The sides were reinforced with 1/2" X 1/8" HRS strips.  The strips are held in place by the drive screw rivets --- 3/16" length when driven into the strips.  The drive screws are 1/8" length where there is nothing behind the side.    The studs are 1" long alloy SHCS with each side of the head ground flat.  The studs are tack welded to the strips.  The joints between the vertical and horizontal strips are also tacked welded.  The welds were ground flat.

The tank ends were reinforced much like the sides. 

The photo above shows fitting the tank to the tender frame--- the tank was used to locate the holes for the studs.    The wood strip at the top was used to hold the sides apart. 

The photo above shows riveting the ends to the sides.   The end of a locomotive stand makes a nice workbench for this operation.  The ends were first positioned correctly, clamped in place and the holes drilled though for the top and bottom rivets.  Screws and nuts (#0) in these holes were then used to hold everything in position while the remaining holes were drilled.  The rivets are 3/16" long #0 drive screws. 

This shows the completed sides and ends.   The dark spots are where the inside is welded.   The next step was to fit the top.  The sides were clamped tight against the top and the joint between the the reinforcing strips and the top tack welded.  The corners were also tack welded.  The welds are on the inside and not visible.  A little flux-in-wire welder was used.

On the Shay the bead around the top of the tanks was soldered in place.  Photo on the right shows that the bead on the prototype Heisler tank was riveted in place. 
The bead is  3/16" X 3/32" half round brass bead in 12" lengths purchased from  www. metaliferous.com . The rivet spacing on the prototype is bit greater than the spacing of the rivets in the tank side so a 1" spacing was used on the bead.  A drilling fixture was made on the mill index table using 3/8" X 1/8" CFS bar stock.  The photo shows using the fixture to drill holes in the bead.  The vise proved to be an easy way to hold the fixture and bead while drilling.   Note that a rivet is in the first hole drilled to keep the fixture and bead aligned.
The bead is clamped to the tank and the rivet holes drilled through the side with a hand drill.  Brass rivets (1/16" diameter, 1/4" long) were used to hold the bead to the tank.  The holes are 1/16" diameter.
The rivets were penned over using a block of steel to buck the rivet.  I forgot to take photos of doing the bead on the tender tank; these photos are of the fuel tank fabrication.
The joint between the ends and sides is a big transition because the sheet thicknesses are way over scale.  The joint was smoothed some with a small grinding wheel in the Dremel as shown in the photo.  The bead was heated red hot and then formed to the side with a small hammer.
The sharp bend around the side was made by tapping the bead with a small hammer after it was heated red hot. The bead is rather brittle and will break if it is bent while cold (experience --- I broke two pieces).  The bead joints were blasted and then soft soldered.  Soft solder was also used to fill the gap where the sides and ends are joined. 

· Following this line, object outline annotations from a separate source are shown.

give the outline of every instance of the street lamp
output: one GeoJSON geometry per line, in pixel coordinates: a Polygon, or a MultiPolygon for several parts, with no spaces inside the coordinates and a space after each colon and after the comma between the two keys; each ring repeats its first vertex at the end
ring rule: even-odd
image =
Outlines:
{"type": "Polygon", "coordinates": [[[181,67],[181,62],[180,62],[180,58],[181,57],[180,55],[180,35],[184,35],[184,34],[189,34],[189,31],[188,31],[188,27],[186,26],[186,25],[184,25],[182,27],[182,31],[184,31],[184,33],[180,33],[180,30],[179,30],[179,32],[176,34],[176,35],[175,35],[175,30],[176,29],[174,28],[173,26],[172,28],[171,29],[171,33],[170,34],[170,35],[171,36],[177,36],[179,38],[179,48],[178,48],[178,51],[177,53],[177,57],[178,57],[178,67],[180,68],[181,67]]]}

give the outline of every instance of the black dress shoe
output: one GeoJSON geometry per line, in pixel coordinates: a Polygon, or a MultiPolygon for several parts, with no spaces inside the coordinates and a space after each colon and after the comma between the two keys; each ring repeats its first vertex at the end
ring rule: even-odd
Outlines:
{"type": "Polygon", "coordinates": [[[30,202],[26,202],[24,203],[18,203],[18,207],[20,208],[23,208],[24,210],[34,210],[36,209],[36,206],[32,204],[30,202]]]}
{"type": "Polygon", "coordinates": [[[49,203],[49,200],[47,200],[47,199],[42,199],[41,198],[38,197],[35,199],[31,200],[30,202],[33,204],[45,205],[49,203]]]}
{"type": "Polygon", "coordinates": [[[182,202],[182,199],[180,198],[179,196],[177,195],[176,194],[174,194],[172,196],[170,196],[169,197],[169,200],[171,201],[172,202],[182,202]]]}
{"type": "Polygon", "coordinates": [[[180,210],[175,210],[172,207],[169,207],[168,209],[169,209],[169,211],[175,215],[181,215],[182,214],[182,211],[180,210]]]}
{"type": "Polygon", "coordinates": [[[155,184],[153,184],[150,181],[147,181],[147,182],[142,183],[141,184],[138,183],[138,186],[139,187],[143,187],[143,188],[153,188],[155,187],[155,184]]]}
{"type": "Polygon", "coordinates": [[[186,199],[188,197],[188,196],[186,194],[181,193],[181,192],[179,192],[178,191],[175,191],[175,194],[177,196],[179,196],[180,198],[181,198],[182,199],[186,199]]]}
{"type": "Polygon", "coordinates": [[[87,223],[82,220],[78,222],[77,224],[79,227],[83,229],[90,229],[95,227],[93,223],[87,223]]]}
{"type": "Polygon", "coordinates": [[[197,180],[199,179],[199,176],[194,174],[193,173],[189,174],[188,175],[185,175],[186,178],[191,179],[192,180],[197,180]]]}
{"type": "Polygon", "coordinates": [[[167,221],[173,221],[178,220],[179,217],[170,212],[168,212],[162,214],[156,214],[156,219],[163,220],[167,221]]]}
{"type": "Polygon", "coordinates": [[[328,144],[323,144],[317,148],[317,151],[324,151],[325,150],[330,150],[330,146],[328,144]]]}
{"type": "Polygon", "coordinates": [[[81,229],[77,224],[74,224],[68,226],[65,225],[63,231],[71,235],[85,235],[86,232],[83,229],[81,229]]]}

This photo shows the inside of the tank after it was painted --- forgot to take a photo before the painting.   Three of the four holes that hold the seat swivel are visible.

The seat is a boat seat from Wal-Mart.  The bar stool swivel shown on the right was purchased over the Internet. Four 1/4" nuts were welded to the swivel; two are visible in the photo.  These nuts are for the bolts up through the tank top.  The swivel is attached to the seat first and then the seat with swivel is attached to the tank top.  

The sill dimensions are shown in drawing above.  A 5' length of oak planed to the 2" X 1.375" dimensions was obtained from a local cabinet shop.  The three 16" long sills  (two on tender and the third on the front of the locomotive) were cut at home..


The rear view of the tender with seat.  The water fill is behind the seat.  That fill port and the hole through the top of the outer tanks is described in the page on constructing the water tank.    The finish is satin black from a spray can.   After the locomotive is complete it'll probably be repainted.

The front of the tender.   I always dread making these tanks but afterward have been very pleased with the results.